Conference Start: 20100609 Conference End: 20100611. Conference
Publication: (var.pagings). 14 (1) (pp 93-95), 2010. Date of
Publication: 2010.
Publisher
Pabst Science Publishers
Abstract
Preoperative cardiac risk assessment is traditionally based on three key
elements, the patient history, their functional capacity and the risk of
the surgical procedure. In case of poor functional capacity, the presence
of several clinical risk factors and high risk surgery, noninvasive
testing has to be considered [1]. Non-invasive testing for coronary artery
disease consists of physical exercise tests (treadmill or bicycle
ergometer) or pharmacological stress tests (nuclear perfusion imaging,
dobutamine or dipyridamol stress echocardiography). Non-invasive testing
for valvular heart disease consists of echocardiography as a first step.
All these examinations are expensive and time consuming and, if not
performed well in advance, call for postponing surgery. Recent data
suggest that biomarkers can play a substantial role in perioperative risk
evaluation. So far, the interest has focused on natriuretic peptides (NP)
and cardiac troponins (cTn). NP, primarily brain natriuretic peptide (BNP)

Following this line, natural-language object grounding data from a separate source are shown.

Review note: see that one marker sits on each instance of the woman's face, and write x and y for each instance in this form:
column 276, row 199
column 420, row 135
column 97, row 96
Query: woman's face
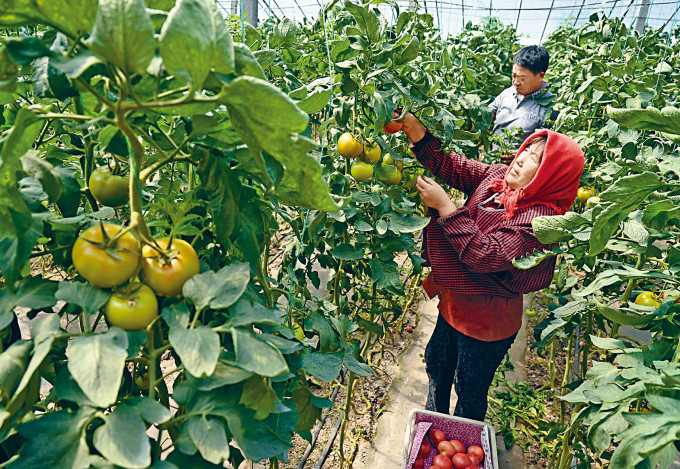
column 524, row 168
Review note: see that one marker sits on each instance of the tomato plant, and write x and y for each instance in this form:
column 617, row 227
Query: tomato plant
column 584, row 193
column 132, row 308
column 348, row 146
column 166, row 271
column 477, row 451
column 392, row 128
column 436, row 437
column 108, row 188
column 446, row 448
column 646, row 298
column 361, row 171
column 371, row 153
column 104, row 258
column 442, row 461
column 460, row 460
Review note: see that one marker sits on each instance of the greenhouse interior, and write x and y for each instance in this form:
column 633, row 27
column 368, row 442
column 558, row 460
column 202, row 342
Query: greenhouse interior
column 339, row 234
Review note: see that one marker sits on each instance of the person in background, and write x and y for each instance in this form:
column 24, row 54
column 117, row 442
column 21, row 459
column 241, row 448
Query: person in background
column 517, row 106
column 470, row 250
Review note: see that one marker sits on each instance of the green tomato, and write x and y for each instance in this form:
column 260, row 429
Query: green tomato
column 132, row 308
column 361, row 171
column 647, row 298
column 584, row 193
column 109, row 189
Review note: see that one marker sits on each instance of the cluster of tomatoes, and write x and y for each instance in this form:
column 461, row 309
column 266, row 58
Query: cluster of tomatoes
column 451, row 453
column 107, row 257
column 367, row 157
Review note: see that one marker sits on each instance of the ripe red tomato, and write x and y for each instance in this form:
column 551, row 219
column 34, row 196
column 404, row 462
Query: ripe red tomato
column 167, row 277
column 458, row 446
column 392, row 128
column 101, row 266
column 436, row 437
column 132, row 308
column 477, row 451
column 109, row 189
column 446, row 448
column 442, row 462
column 460, row 460
column 425, row 449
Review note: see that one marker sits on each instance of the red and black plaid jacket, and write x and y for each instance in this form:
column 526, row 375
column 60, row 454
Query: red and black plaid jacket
column 471, row 250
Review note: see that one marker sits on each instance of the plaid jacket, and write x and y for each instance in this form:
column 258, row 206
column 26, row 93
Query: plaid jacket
column 471, row 250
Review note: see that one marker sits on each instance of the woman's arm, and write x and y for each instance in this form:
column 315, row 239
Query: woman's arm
column 454, row 169
column 494, row 251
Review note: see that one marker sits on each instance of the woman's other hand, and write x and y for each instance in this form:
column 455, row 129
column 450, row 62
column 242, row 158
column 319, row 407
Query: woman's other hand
column 434, row 196
column 414, row 130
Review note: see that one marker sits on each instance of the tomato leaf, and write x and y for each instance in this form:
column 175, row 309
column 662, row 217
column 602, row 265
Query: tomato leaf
column 258, row 396
column 55, row 440
column 194, row 39
column 198, row 348
column 347, row 252
column 664, row 120
column 219, row 289
column 122, row 439
column 13, row 363
column 325, row 366
column 96, row 363
column 16, row 250
column 385, row 275
column 221, row 188
column 88, row 297
column 329, row 339
column 210, row 438
column 43, row 333
column 123, row 35
column 557, row 228
column 225, row 373
column 367, row 21
column 257, row 355
column 17, row 142
column 268, row 121
column 626, row 194
column 407, row 223
column 150, row 410
column 246, row 312
column 308, row 412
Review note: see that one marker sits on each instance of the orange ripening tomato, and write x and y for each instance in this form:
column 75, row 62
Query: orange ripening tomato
column 167, row 276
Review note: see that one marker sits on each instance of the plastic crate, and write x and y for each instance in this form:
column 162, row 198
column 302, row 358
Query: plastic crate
column 469, row 432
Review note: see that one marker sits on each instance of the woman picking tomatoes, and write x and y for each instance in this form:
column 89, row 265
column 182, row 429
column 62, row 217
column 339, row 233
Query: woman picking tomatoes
column 470, row 250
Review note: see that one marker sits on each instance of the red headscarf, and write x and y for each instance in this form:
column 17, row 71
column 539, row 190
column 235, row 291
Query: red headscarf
column 556, row 181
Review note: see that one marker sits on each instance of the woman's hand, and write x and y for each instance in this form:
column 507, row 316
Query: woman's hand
column 434, row 196
column 414, row 130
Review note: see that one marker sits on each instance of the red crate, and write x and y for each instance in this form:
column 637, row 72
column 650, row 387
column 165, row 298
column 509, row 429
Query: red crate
column 469, row 432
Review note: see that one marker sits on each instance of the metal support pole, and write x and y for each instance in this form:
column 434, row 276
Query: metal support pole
column 579, row 13
column 250, row 9
column 642, row 16
column 546, row 22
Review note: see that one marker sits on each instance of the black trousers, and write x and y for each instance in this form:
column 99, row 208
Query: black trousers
column 450, row 354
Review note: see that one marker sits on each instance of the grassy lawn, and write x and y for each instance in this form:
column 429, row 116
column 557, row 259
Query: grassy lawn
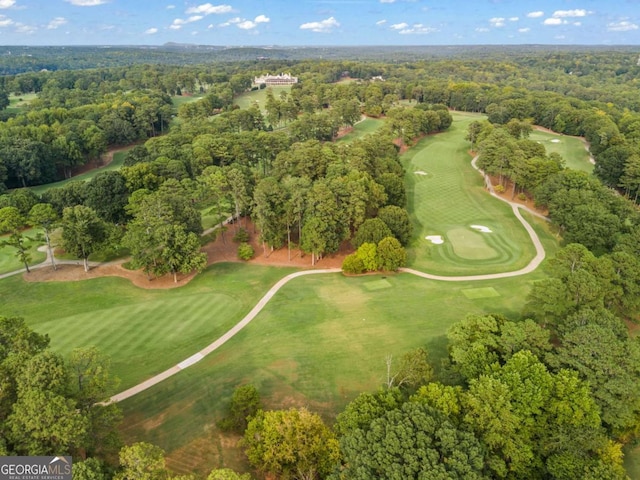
column 247, row 99
column 116, row 164
column 570, row 148
column 143, row 331
column 8, row 260
column 446, row 197
column 362, row 129
column 319, row 342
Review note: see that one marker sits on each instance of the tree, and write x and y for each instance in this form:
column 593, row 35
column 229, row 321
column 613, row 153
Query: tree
column 291, row 443
column 83, row 232
column 371, row 231
column 12, row 222
column 414, row 441
column 245, row 403
column 44, row 216
column 391, row 255
column 227, row 474
column 141, row 461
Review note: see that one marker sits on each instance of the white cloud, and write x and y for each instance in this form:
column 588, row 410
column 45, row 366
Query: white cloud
column 570, row 13
column 208, row 9
column 554, row 21
column 28, row 29
column 5, row 21
column 86, row 3
column 623, row 26
column 418, row 29
column 56, row 22
column 324, row 26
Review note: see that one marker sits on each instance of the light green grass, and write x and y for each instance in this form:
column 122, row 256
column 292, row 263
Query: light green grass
column 319, row 342
column 452, row 197
column 571, row 149
column 116, row 164
column 247, row 99
column 9, row 261
column 143, row 331
column 362, row 129
column 469, row 244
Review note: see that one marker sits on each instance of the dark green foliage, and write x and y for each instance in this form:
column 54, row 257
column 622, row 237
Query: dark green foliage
column 415, row 441
column 242, row 236
column 245, row 403
column 371, row 231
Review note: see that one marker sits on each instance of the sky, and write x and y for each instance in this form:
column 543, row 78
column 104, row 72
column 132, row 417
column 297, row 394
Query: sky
column 319, row 22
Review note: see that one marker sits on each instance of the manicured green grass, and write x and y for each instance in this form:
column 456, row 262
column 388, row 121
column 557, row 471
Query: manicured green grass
column 318, row 343
column 260, row 96
column 116, row 164
column 362, row 129
column 143, row 331
column 8, row 260
column 571, row 149
column 448, row 200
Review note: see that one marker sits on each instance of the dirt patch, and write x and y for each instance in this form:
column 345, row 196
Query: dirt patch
column 220, row 250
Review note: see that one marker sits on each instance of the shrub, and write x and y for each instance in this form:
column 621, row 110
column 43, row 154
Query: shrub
column 368, row 254
column 245, row 251
column 242, row 236
column 352, row 264
column 391, row 254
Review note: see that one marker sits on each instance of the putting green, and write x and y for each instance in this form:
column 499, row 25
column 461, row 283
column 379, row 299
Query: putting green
column 448, row 201
column 470, row 245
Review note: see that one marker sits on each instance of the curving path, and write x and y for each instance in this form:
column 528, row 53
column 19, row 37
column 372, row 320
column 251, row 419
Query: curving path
column 539, row 257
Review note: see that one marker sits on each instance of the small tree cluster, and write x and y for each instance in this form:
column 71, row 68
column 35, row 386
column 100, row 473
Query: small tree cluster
column 387, row 255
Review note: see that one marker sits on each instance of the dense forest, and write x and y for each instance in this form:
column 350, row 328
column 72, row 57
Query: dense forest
column 554, row 394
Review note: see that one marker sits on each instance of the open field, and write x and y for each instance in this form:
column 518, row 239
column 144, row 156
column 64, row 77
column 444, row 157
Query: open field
column 571, row 149
column 247, row 99
column 362, row 129
column 8, row 260
column 144, row 331
column 446, row 197
column 116, row 164
column 319, row 342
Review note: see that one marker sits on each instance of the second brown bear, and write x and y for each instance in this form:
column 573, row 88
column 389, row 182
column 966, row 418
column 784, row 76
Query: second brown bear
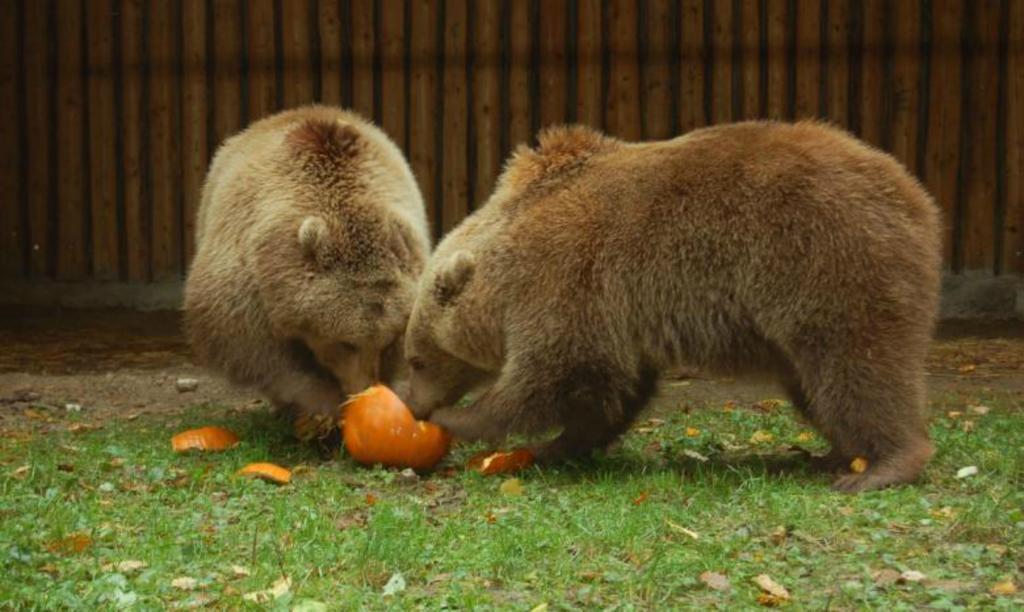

and the N-terminal fragments of its pro-hormone (NT-proBNP) are
neurohormones. They are released from the myocardium in response to
cardiac volume and pressure load [3]. Both are of high diagnostic value in
patients with congestive heart failure [4-6] or acute coronary syndromes
(ACS) [7,8]. The information derived from BNP or NT-proBNP measurements
seems to be similar. In surgical patients, available data consistently
show an association between elevated NP levels and adverse outcome after
non-cardiac [9-13] and cardiac surgery [14]. A recent meta-analysis on
30-day outcome reported on an odds ratio (OR) of 19.3 (95% CI: 8.5 to
43.7) for the association between an elevated pre-operative BNP level and
various cardiovascular outcomes (e.g. a composite of cardiac death and
nonfatal myocardial infarction and atrial fibrillation) [15]. We performed
a meta-analysis on the association between elevated NP levels and mid-term
outcome (6 months): the pooled OR for all-cause mortality was 4.97 (95%
CI: 3.06-8.07) [16]. Of even greater importance is the very high negative
predictive value (0.94. 95% CI: 0.88- 0.97) of a low NP level before
non-cardiac surgery [16]. This finding confirms the result of a smaller
study in vascular surgical patients that reported on a negative predictive
value for subsequent adverse cardiac events of 0.965 (95% CI: 0.879-0.996)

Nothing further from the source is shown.